About Archive Tags RSS Feed

 

A final update on redisfs

4 March 2011 21:50

I think I'm done with the redis filesystem for the moment. It does everything I need it to do, although I am curious to see how much faster it could go if it were to use non-blocking writes that isn't a major concern.

There is only one missing feature I'm planning to play with - and that is the ability to implement snapshots.

As a refresher redis is a key+value store, which mostly uses system memory. I've built a simple FUSE filesystem on top of that (now with symlink support!) and so all the file contents, meta-data, and similar is stored in memory.

Implementing snapshots could be done by two different routes:

Copying all keys and their values, under a new name.

For example right now, by default, all the filesystem entries in the root directory are stored beneath the key "SKX:/" - where "SKX" is the key prefix.

Assume I copy each existing key, and the associated value(s), giving them a new prefix such as "SKX2:" I can mount the filesystem against that prefix - and we've got a point-in-time snapshot.

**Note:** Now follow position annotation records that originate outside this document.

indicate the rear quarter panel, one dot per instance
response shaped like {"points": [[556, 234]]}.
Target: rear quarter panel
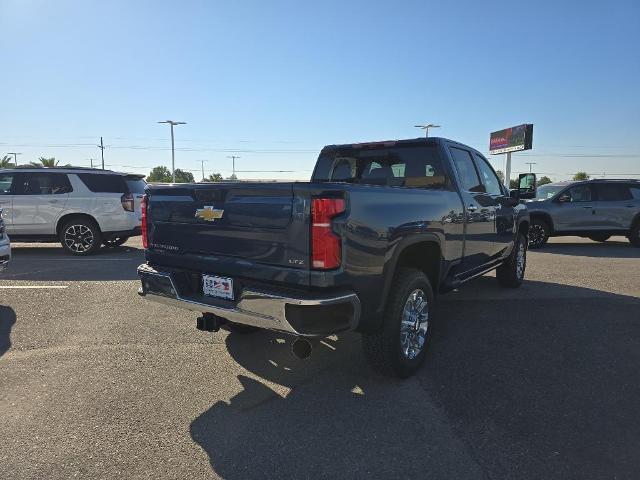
{"points": [[380, 220]]}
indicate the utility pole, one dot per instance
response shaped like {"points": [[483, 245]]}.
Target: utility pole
{"points": [[426, 128], [101, 147], [173, 150], [233, 158], [15, 156]]}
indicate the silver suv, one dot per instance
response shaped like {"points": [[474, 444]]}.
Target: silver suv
{"points": [[79, 207], [596, 209]]}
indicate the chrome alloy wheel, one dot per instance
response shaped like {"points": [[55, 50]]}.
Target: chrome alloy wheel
{"points": [[521, 259], [78, 238], [414, 325]]}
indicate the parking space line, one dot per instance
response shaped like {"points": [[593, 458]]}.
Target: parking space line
{"points": [[16, 287]]}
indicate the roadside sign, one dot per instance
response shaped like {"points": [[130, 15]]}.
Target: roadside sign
{"points": [[512, 139]]}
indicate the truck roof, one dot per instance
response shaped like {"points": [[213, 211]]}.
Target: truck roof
{"points": [[99, 171]]}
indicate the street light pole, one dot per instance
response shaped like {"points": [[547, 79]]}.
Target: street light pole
{"points": [[173, 150], [15, 156], [233, 158], [101, 147], [426, 128]]}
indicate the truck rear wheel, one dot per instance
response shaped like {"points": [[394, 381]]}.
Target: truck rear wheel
{"points": [[400, 346], [634, 235], [538, 233], [511, 273]]}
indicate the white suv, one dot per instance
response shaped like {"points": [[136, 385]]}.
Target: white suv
{"points": [[80, 207]]}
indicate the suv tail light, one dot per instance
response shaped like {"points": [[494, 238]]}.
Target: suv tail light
{"points": [[326, 250], [143, 226], [127, 202]]}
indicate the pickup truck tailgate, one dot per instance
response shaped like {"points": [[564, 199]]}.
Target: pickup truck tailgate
{"points": [[251, 221]]}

Serialising all keys & values

Redis has a primitive which allows you to determine the names of keys at runtime. Given that all my filesystem keys have a prefix ("SKX:" by default) it wouldn't be difficult to find them, and serialise them.

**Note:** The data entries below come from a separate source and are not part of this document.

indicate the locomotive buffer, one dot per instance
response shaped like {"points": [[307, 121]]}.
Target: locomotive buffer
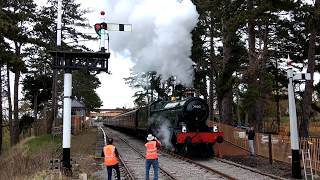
{"points": [[68, 61]]}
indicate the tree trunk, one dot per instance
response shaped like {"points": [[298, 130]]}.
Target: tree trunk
{"points": [[225, 83], [52, 118], [227, 102], [35, 114], [1, 116], [211, 113], [10, 107], [252, 75], [264, 88], [307, 96], [15, 123]]}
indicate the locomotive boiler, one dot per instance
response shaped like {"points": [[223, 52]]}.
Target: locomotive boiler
{"points": [[180, 125]]}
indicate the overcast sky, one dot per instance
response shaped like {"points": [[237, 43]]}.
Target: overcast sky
{"points": [[160, 41]]}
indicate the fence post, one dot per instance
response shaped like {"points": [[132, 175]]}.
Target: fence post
{"points": [[270, 148]]}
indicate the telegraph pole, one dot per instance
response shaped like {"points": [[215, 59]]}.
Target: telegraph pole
{"points": [[294, 137], [67, 84], [102, 38]]}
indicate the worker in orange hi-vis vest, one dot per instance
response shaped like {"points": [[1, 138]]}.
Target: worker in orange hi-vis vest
{"points": [[111, 158], [152, 156]]}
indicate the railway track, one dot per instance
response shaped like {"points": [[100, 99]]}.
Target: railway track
{"points": [[132, 152], [173, 166]]}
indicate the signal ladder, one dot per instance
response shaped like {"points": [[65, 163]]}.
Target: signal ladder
{"points": [[307, 165]]}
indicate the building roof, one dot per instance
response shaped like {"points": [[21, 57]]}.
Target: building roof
{"points": [[77, 104]]}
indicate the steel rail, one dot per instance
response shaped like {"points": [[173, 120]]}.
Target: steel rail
{"points": [[198, 164]]}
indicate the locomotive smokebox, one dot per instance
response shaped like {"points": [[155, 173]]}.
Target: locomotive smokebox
{"points": [[195, 111]]}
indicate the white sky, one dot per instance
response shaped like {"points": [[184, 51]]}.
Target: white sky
{"points": [[113, 91]]}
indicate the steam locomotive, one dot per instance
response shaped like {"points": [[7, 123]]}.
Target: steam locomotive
{"points": [[180, 125]]}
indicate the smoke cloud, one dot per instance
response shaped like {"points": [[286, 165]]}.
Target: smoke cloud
{"points": [[161, 38]]}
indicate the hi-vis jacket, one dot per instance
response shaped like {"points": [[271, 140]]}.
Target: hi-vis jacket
{"points": [[110, 157], [152, 149]]}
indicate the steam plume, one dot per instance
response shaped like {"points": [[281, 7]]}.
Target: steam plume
{"points": [[161, 39]]}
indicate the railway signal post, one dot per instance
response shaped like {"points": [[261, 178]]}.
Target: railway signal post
{"points": [[69, 61], [102, 27], [294, 137]]}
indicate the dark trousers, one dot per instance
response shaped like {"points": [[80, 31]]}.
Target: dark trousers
{"points": [[155, 165], [109, 169]]}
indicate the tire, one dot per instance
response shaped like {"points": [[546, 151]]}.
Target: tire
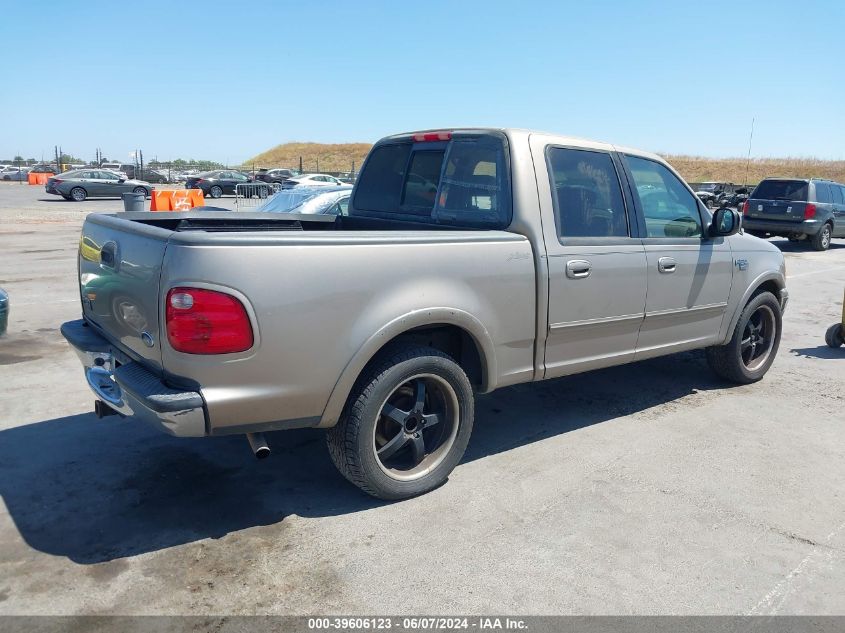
{"points": [[729, 361], [835, 336], [379, 443], [821, 240]]}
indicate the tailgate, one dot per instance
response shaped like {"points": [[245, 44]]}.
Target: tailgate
{"points": [[119, 271], [788, 210]]}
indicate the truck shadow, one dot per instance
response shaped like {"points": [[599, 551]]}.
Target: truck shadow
{"points": [[97, 490]]}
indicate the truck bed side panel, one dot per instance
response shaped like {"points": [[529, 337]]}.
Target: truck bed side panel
{"points": [[318, 298]]}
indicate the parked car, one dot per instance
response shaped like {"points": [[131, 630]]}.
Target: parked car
{"points": [[312, 180], [712, 193], [93, 183], [215, 184], [310, 200], [44, 169], [798, 209], [531, 262], [275, 175], [4, 311], [14, 173]]}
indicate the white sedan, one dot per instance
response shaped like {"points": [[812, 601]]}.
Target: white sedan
{"points": [[312, 180]]}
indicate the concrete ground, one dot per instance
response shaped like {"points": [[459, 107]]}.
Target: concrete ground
{"points": [[653, 488]]}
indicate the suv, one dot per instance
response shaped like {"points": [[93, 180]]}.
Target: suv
{"points": [[798, 209]]}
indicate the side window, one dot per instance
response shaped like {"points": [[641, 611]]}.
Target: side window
{"points": [[823, 192], [670, 210], [475, 188], [343, 205], [586, 194]]}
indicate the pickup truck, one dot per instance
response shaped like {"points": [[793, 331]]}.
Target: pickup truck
{"points": [[468, 260]]}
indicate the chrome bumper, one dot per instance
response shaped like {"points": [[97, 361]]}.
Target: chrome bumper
{"points": [[131, 389]]}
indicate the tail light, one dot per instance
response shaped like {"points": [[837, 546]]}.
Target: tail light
{"points": [[203, 321]]}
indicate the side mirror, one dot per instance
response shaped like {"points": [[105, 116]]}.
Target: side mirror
{"points": [[725, 222]]}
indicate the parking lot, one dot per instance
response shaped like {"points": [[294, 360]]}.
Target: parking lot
{"points": [[652, 488]]}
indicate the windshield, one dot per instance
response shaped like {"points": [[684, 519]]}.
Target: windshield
{"points": [[794, 190]]}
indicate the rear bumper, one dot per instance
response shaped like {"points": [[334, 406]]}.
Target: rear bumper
{"points": [[131, 389], [781, 227]]}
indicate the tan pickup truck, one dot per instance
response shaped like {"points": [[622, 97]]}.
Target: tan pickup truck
{"points": [[469, 259]]}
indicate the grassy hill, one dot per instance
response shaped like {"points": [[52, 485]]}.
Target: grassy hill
{"points": [[315, 156], [340, 156]]}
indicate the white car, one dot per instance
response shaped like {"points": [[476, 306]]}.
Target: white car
{"points": [[312, 180]]}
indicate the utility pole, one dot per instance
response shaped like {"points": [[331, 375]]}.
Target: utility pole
{"points": [[748, 161]]}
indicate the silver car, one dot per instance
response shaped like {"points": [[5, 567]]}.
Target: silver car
{"points": [[311, 200], [94, 183]]}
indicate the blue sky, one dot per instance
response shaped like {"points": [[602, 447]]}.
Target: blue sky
{"points": [[226, 80]]}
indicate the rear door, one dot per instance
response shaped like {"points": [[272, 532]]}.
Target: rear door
{"points": [[689, 275], [777, 199], [597, 264], [119, 270], [838, 192]]}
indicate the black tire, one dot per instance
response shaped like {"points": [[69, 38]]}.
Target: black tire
{"points": [[728, 361], [354, 442], [835, 336], [821, 240]]}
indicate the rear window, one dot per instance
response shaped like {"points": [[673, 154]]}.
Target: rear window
{"points": [[795, 190], [823, 192], [463, 182]]}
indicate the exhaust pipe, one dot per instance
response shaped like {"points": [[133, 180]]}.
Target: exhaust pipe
{"points": [[101, 409], [258, 445]]}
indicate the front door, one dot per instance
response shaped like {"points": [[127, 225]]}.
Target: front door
{"points": [[597, 267], [689, 274]]}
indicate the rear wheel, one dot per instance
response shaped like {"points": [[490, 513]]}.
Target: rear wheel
{"points": [[835, 335], [751, 351], [821, 240], [406, 424]]}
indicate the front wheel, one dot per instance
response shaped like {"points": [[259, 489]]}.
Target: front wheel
{"points": [[751, 351], [821, 240], [835, 336], [406, 424]]}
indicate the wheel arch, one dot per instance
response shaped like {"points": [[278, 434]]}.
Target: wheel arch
{"points": [[767, 282], [453, 331]]}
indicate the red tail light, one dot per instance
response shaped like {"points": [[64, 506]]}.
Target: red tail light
{"points": [[432, 136], [206, 322]]}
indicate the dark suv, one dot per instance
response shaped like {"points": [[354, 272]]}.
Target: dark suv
{"points": [[798, 209]]}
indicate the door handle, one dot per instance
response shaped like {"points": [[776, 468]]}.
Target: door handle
{"points": [[578, 268], [666, 265]]}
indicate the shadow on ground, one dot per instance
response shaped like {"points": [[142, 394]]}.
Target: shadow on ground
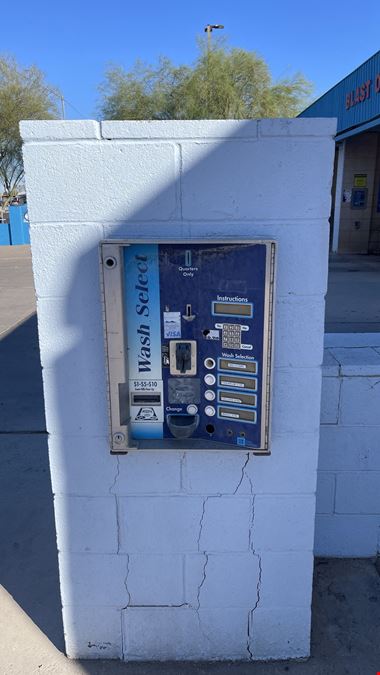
{"points": [[28, 550]]}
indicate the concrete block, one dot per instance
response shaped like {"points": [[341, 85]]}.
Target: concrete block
{"points": [[299, 343], [58, 130], [291, 467], [148, 181], [155, 580], [346, 536], [296, 400], [352, 340], [360, 401], [179, 129], [358, 492], [152, 472], [66, 264], [81, 466], [76, 330], [145, 188], [71, 397], [281, 633], [225, 525], [286, 579], [86, 524], [290, 519], [93, 580], [330, 366], [230, 580], [162, 634], [331, 390], [159, 524], [214, 472], [301, 126], [325, 492], [357, 361], [246, 173], [194, 572], [348, 448], [92, 633]]}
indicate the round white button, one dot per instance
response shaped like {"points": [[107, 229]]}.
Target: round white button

This would require more effort to re-import and re-mount, but it should be portable across hosts.

Anyway assuming I get this right we'll have a filesystem which is replication-friendly and snapshot-able. A fun combination.

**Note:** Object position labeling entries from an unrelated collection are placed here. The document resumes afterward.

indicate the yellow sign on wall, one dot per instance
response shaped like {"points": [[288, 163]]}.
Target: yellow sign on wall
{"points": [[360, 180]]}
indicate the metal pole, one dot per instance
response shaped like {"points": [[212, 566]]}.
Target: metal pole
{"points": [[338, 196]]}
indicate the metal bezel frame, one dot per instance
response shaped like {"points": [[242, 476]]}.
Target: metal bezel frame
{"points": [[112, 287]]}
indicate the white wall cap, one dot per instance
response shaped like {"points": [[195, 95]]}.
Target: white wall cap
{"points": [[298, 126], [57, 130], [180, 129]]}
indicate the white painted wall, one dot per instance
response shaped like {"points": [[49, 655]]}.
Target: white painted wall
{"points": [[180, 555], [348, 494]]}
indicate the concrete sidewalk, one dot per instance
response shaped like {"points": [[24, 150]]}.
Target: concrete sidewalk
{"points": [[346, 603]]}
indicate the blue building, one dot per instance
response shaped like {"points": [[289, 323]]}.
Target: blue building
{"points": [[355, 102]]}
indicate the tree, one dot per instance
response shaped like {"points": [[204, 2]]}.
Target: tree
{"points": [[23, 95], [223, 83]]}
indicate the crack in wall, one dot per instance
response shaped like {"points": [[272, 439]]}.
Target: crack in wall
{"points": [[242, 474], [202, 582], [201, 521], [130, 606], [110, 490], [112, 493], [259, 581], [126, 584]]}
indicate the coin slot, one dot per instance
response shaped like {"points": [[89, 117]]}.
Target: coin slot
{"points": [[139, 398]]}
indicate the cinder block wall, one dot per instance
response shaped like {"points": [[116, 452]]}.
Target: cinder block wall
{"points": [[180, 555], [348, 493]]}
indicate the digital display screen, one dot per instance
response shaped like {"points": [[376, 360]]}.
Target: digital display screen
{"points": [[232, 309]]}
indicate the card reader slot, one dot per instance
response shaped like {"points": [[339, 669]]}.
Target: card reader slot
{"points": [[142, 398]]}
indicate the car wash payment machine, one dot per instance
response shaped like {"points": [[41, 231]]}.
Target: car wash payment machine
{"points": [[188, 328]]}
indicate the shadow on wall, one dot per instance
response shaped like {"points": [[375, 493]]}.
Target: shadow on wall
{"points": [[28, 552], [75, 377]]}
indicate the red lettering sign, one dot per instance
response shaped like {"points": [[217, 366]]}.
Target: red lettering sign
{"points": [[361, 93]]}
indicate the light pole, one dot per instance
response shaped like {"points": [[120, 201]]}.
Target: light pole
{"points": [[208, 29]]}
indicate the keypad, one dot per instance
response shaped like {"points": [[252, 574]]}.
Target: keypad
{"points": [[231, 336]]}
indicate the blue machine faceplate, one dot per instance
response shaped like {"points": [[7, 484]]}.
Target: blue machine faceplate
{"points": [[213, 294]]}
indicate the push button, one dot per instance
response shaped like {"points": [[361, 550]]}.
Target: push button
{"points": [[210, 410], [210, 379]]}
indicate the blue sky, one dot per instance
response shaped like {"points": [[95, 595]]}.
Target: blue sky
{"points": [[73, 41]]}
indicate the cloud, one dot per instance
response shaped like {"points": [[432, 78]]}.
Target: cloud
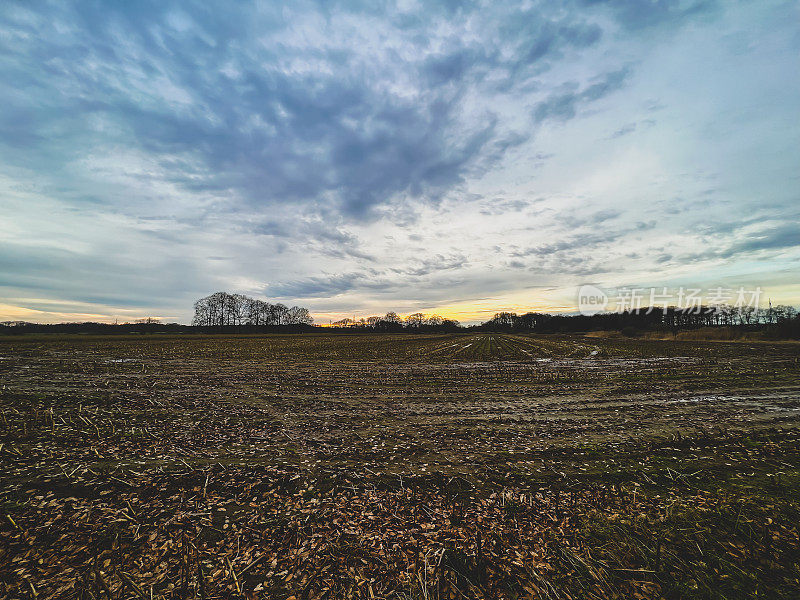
{"points": [[347, 153], [565, 106]]}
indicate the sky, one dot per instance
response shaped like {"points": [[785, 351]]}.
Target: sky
{"points": [[360, 157]]}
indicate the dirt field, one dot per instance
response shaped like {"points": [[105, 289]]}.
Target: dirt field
{"points": [[398, 466]]}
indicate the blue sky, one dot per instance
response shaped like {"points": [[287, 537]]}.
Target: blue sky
{"points": [[355, 158]]}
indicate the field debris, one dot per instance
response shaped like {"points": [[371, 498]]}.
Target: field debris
{"points": [[311, 468]]}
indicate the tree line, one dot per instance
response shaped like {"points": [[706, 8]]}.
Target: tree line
{"points": [[223, 309], [782, 320], [391, 321]]}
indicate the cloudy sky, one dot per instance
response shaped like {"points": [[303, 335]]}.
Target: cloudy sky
{"points": [[359, 157]]}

ObQuote: "We had been everywhere. We had really seen nothing. " - Lolita

| 7 comments

 

Comments on this entry

icon Andrew at 02:03 on 6 March 2011
http://profiles.google.com/andmalc

Thanks - seems to work fine. One thing I don't get: how or where is file content saved?

icon Steve Kemp at 03:02 on 6 March 2011
http://www.steve.org.uk/

For each new object you create, be it a file, a directory, or a symlink, a new number will be allocated. (See the source code function "get_next_inode()".)

The new entry will have a lot of keys created for it, in Redis, to hold different pieces of information. These keys will hold data such as the owner, the group ID, the access time, the creation time, and so on.

The very first number you create, once you mount the filesystem, will be 1. The second will be 2, and so on. And this number will be part of the keys stored in redis. So for example you might see you have keys like this:

  • SKX:INODE:1:GID - The file owner, for file number 1.
  • SKX:INODE:6:ATIME - The access-time of the file, for file number 6.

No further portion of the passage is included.